It should be noted that both the transmission of the first MCCH and the first MTCH are scheduled based on the PDCCH. Wherein, the RNTI used by the PDCCH for scheduling the first MCCH uses a network-wide unique identifier, that is, a fixed value. The RNTI used by the PDCCH for scheduling the first MTCH is configured through the first MCCH.

It should be noted that, in this embodiment of the present application, there is no restriction on naming of the first SIB, the first MCCH, and the first MTCH. For ease of description, the first SIB can also be referred to as the SIB for short, the first MCCH can also be referred to as the MCCH for short, and the first MTCH can also be referred to as the MTCH for short, and the PDCCH (ie, the MCCH PDCCH) configured to schedule the MCCH is configured by the SIB. ) and notify the PDCCH, wherein, the PDSCH (ie MCCH PDSCH) used to transmit the MCCH is scheduled by the DCI carried by the MCCH PDCCH. Further, configure M PDCCHs for scheduling MTCH (i.e. MTCH 1PDCCH, MTCH 2 PDCCH, ..., MTCH M PDCCH) through MCCH, wherein, the DCI scheduling carried by MTCH n PDCCH is used to transmit the PDSCH of MTCH n (i.e. MTCH n PDSCH ), n is an integer greater than or equal to 1 and less than or equal to M. MCCH and MTCH are mapped to DL-SCH, and further, DL-SCH is mapped to PDSCH, wherein MCCH and MTCH belong to logical channels, DL-SCH belongs to transport channel, and PDSCH belongs to physical channel.

It should be noted that although the foregoing solution is described using MBMS as an example, the description of "MBMS" may also be replaced with "MBS". The embodiment of the present application uses MBS as an example for description, and the description of "MBS" may also be replaced with "MBMS".

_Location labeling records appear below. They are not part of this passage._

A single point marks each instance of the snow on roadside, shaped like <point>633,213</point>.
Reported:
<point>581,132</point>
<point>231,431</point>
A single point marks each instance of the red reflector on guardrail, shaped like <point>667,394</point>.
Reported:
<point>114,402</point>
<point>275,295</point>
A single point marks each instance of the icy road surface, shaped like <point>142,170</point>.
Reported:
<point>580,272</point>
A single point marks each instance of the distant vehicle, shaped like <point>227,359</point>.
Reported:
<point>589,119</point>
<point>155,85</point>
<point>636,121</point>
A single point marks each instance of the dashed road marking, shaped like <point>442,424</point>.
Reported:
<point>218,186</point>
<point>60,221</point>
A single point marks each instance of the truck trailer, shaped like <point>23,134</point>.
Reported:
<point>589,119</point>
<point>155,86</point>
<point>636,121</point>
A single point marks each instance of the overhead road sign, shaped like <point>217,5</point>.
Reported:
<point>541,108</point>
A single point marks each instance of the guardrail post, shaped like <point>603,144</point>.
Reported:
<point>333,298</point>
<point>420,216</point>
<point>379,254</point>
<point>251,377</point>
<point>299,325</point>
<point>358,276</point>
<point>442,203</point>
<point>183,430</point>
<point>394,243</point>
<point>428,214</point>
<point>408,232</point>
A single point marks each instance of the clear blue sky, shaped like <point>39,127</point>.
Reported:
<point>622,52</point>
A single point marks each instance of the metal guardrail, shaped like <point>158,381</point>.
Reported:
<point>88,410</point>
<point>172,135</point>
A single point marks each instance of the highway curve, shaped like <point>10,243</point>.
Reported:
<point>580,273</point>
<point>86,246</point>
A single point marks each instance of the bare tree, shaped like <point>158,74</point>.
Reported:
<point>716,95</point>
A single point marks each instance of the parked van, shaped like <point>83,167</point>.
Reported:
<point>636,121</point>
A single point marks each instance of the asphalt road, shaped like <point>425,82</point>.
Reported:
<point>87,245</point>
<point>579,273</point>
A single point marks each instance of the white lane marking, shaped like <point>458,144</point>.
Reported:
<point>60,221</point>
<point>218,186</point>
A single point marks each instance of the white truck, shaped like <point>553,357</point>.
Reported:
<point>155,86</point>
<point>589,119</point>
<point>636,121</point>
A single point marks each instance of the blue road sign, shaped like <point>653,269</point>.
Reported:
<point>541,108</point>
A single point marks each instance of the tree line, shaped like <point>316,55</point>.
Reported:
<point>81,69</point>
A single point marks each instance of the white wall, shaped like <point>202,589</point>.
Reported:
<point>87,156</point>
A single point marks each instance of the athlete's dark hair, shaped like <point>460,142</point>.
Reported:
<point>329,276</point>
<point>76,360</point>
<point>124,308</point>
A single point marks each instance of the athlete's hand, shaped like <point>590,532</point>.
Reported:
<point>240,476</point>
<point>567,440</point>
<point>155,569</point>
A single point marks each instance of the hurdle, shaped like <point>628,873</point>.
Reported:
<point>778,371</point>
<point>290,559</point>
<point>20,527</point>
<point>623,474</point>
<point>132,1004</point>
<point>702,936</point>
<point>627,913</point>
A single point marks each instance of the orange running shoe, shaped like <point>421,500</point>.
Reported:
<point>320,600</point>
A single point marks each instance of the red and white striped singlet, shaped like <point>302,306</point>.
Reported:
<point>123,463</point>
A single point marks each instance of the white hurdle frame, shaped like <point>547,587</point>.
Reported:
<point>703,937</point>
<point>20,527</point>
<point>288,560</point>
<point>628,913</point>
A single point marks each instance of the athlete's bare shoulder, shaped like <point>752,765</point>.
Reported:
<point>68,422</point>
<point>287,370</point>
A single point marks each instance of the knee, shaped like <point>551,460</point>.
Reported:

In the NR system, many scenarios need to support multicast and broadcast business requirements, such as in the Internet of Vehicles and the Industrial Internet. So it is necessary to introduce multicast and broadcast MBS services in NR. It should be noted that the multicast-type MBS service refers to the MBS service transmitted in a multicast manner. The broadcast-type MBS service refers to the MBS service transmitted by broadcasting.

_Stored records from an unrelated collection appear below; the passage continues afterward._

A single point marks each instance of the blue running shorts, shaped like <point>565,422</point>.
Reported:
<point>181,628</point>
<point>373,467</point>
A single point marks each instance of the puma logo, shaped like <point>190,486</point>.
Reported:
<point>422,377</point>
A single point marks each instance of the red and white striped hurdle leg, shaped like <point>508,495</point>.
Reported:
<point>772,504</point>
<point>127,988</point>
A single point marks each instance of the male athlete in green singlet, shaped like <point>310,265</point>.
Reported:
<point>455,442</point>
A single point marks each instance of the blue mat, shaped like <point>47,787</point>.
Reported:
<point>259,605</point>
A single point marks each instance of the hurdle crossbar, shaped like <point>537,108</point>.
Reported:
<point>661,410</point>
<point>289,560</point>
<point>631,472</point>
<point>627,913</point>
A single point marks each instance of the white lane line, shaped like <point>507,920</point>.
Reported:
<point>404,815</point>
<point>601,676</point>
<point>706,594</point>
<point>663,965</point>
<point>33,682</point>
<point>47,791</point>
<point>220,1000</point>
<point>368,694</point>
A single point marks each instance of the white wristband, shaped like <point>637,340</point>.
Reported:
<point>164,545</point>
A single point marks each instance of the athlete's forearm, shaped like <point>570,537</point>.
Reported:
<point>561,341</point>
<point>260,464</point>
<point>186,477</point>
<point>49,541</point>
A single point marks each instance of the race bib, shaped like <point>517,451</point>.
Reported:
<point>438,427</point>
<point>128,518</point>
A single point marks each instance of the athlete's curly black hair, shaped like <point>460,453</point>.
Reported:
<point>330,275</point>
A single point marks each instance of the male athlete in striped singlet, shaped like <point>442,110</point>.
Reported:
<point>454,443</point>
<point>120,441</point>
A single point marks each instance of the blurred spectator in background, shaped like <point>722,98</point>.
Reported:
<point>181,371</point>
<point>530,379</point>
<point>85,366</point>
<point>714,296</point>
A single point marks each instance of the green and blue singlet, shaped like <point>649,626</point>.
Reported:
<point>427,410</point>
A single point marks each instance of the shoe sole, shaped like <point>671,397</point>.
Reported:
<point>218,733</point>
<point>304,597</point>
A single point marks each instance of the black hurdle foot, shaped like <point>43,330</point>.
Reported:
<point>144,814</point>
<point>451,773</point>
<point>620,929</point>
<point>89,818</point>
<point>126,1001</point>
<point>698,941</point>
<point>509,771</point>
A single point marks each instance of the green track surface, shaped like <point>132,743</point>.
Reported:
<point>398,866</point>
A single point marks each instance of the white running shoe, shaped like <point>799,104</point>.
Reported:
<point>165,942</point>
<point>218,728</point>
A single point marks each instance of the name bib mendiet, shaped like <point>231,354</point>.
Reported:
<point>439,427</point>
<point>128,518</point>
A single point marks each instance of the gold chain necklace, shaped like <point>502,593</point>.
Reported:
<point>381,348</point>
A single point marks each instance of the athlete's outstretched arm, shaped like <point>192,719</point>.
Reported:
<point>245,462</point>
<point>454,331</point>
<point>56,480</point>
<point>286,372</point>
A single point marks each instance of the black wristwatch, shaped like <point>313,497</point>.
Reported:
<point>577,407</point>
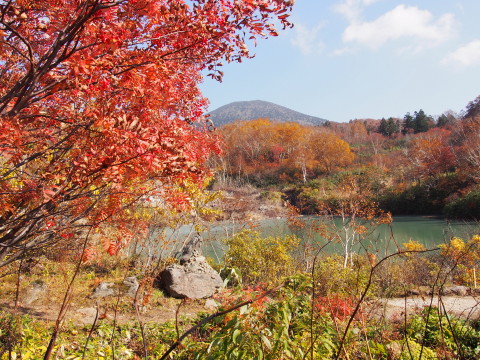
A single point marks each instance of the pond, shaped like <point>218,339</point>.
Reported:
<point>384,239</point>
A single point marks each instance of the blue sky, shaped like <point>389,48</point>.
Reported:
<point>348,59</point>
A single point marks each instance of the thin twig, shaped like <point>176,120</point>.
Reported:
<point>90,332</point>
<point>213,316</point>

In the NR system, for the multicast type MBS service, the MBS service is sent to all terminal devices in a certain group. The terminal device receives the multicast type MBS service in the RRC connection state, and the terminal device can receive the multicast type in the point-to-multipoint (Point-To-Multipoint, PTM) mode or point-to-point (Point-To-Point, PTP) mode MBS business data. Wherein, referring to FIG. 2 , the MBS service data in the PTM mode scrambles the corresponding scheduling information through the G-RNTI configured on the network side, and the MBS service data in the PTP mode scrambles the corresponding scheduling information through the C-RNTI.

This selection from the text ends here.